AI is transforming education and society — but not all educational chatbots are created equal. With dozens of platforms emerging and constant model updates, one crucial question remains:

Which chatbot can I trust to guide my students?

The AI Score was created to answer exactly that.

Learn more about the methodology

What is the AI Score?

The AI Score is a scientifically grounded, reproducible evaluation method designed to measure the pedagogical reliability of conversational agents used as educational chatbots.

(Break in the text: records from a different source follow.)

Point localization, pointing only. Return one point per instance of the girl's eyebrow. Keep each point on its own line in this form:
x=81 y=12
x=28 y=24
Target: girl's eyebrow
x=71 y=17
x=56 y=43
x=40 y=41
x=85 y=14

It condenses complex AI behaviors into one clear, objective grade based on four key dimensions:

  • Initial Performance (IP)
    How often the chatbot gives the right answer on the first try.
  • Consistency (C)
    Whether it maintains its answer when questioned.
  • Self-Correction Ability (SCA)
    Its capacity to fix its mistakes when challenged.
  • Lack of Reliability (LR)
    How often it contradicts itself, loses context, or bends to user pressure.
By weighting these criteria, the AI Score delivers a single percentage and a letter grade, instantly revealing the chatbot’s real educational value.

Why we created it?

Educational chatbots are everywhere: ChatGPT, Copilot, Mistral, Grok, NotebookLM, Claude, and countless custom classroom bots. But despite their promises, they also bring:

  • Hallucinations and incorrect explanations
  • Inconsistent answers
  • Context loss
  • Overly confident errors
  • Huge differences in quality across platforms

Teachers deserve transparent, evidence-based guidance — not guesswork.

A research-backed answer

The AI Score was born from this need for clarity. Developed by university researchers, the framework provides:

  • An objective way to compare chatbots
  • A reproducible test
  • A common language for discussing AI reliability in education

What the AI Score brings to educators

Trustworthiness

You know what the chatbot is likely to get right — and wrong.

Comparability

Platforms can finally be evaluated on equal footing.

Safety

You reduce the risk of deploying unstable or misleading AI to students.

Version tracking

You can check for regressions after model updates or prompt changes.